リビングの机の上には、食べ終わったのだろうテイクアウトの料理と赤ワインが並んでいた。
しかし人影はなく、麻耶は基樹の部屋の前に立ち止まった。
(いや……さすがに彼氏と浮気相手?の真っ最中を見るのはな……)
変に冷静な自分に驚いたが、こうなることは自分でもわかっていたような気がして、ゆっくりと中の人たちに声を掛けた。

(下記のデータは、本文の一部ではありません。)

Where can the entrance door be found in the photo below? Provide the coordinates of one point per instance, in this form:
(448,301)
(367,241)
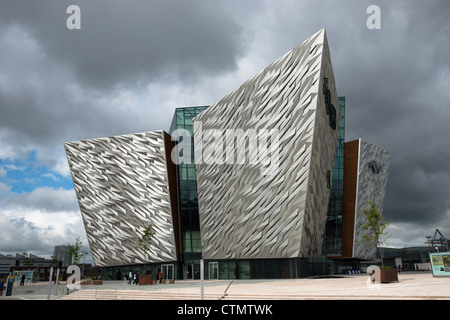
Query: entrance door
(213,270)
(168,271)
(188,271)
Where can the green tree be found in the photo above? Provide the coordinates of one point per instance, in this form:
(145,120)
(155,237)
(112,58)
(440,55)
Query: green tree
(375,228)
(76,252)
(146,240)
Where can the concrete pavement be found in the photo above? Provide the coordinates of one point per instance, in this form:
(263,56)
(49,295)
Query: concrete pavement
(411,286)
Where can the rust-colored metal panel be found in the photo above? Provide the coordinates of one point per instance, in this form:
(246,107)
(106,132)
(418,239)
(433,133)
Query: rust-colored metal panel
(351,151)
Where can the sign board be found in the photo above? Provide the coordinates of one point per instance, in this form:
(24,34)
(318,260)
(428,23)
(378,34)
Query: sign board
(440,264)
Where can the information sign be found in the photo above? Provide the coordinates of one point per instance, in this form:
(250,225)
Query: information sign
(440,264)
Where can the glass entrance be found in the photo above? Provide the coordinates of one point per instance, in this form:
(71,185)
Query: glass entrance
(188,271)
(213,270)
(168,271)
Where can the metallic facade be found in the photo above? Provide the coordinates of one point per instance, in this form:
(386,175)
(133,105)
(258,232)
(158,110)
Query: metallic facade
(123,184)
(251,210)
(373,169)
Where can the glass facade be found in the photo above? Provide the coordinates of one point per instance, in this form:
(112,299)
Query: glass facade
(333,230)
(187,198)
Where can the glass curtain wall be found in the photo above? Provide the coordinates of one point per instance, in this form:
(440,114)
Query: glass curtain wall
(333,230)
(187,198)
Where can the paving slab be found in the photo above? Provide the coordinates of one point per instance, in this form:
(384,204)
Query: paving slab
(411,286)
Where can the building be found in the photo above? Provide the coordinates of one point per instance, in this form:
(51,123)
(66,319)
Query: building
(61,254)
(125,184)
(257,184)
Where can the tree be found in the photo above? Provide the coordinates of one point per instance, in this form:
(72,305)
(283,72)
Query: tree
(375,228)
(146,239)
(76,252)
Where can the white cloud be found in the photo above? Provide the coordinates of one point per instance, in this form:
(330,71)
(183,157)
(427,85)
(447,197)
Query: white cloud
(39,220)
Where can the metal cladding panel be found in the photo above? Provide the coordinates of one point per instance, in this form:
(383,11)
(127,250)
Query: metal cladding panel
(373,168)
(122,186)
(275,209)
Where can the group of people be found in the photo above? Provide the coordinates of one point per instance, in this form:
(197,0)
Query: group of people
(131,278)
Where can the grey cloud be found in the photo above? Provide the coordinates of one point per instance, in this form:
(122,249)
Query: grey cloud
(44,198)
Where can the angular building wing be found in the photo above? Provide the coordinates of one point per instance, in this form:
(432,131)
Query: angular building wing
(264,156)
(366,174)
(124,184)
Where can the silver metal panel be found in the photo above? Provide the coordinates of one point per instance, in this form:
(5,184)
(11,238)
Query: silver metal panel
(122,186)
(373,169)
(275,210)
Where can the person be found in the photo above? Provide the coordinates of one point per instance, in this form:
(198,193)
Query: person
(236,270)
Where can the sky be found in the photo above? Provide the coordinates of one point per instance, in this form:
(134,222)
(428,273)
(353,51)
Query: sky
(133,62)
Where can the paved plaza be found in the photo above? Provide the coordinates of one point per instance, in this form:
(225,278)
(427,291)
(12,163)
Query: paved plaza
(411,286)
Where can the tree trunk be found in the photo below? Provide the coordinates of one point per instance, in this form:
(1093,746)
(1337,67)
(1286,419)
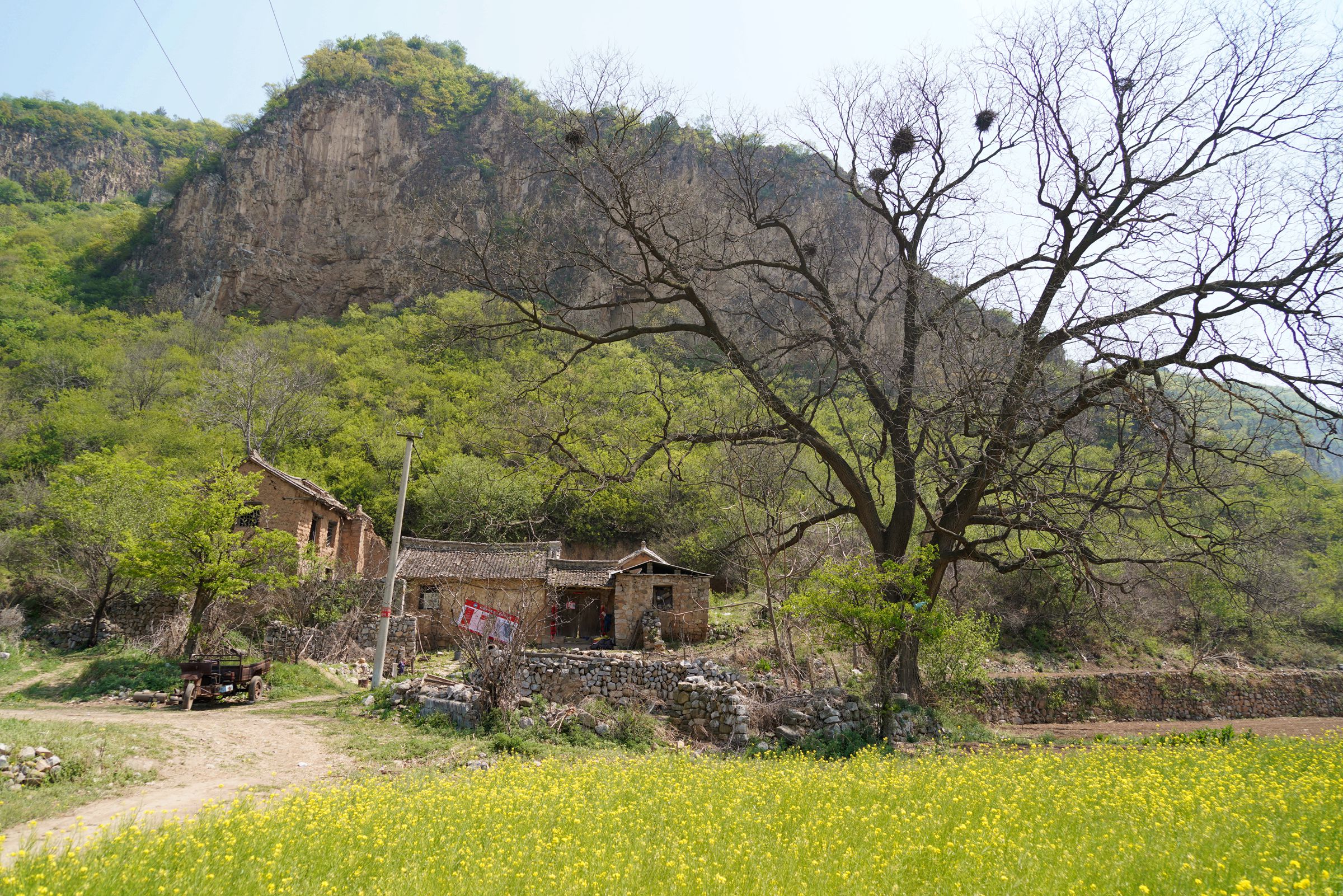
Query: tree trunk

「基樹、さすがにふたりの家に女を連れ込むのはルール違反だと思う。荷物はまた取りに来るけど、今までありがとう」
それだけ声を掛けると、中からバタバタと物が落ちるような音がして、「麻耶!」という声が聞こえた。
麻耶は自分の部屋で、当面必要になりそうな物をスーツケースに放り込み、天井を見上げてため息をついた。
(あっけないな……。4年が終わる瞬間って)
「麻耶……」
後ろから声が聞こえ、振り返ると、慌てたように下にズボンだけを履いた基樹が立っていた。
特に掛ける言葉も浮かばず、麻耶はその横を通り過ぎて玄関に向かった。
「麻耶……どこに行くんだ?」
その言葉に、麻耶は基樹を睨んだ。
罪悪感からか、目の前にいる基樹は今まで知っている人とは別人に見えた。
「どこ? そんなのわかんないわよ。私の居場所はここにあるの?
基樹たちの行為が終わるのを待っていればいいの?
そして私が基樹たちのいる部屋を片付けるの?
それはあまりにもひどくない?」
静かに靴に目線を落としながら麻耶は言うと、扉に手を掛けた。
「麻耶……ごめん! ごめん! でも……」
何か言い訳のような言葉を後ろで聞きながら、麻耶は玄関の扉を閉めた。
麻耶はあてもなく、また電車に乗ると、無意識に表参道にいた。
(習慣って恐ろしい……)
毎日見慣れた駅で電車を降りると、コロコロとスーツケースを引きながら、賑わう街を眺めつつ歩く。
(何してるんだろ……)
今さらながら現実を噛みしめて、涙が落ちそうになった。
(いつからなんだろ? 家にいきなり連れてくることはないだろうから、もう随分長いのかもしれない。
そんなことすら気づきもしなかったし、こんなことが自分に起こるなんて、全く思っていなかったな……)
目についたカフェに入り、店の隅の席に座ると、ゆっくりと息を吐いた。
(これからどうしよう……とりあえず食べて、ホテルでも今日は探そうかな。ネットカフェとかはちょっと怖いしな……)
そんなことを思いながら、普段は舐める程度しか飲まないビールと、「オススメ」と書かれたパスタを注文し、一気に胃に流し込んだ。
空っぽの胃に流し込まれたビールとパスタは、麻耶の体温を一気に上げ、バクバクと心臓の音が耳に響いた。
涙が落ちそうになるのをなんとか耐え、少しふらつく足取りでホテルでも探そうと店の外に出た。
(やばいかも……)
ふらふらと歩きながら、携帯で周辺のホテルを検索していたところで、意識が薄れた。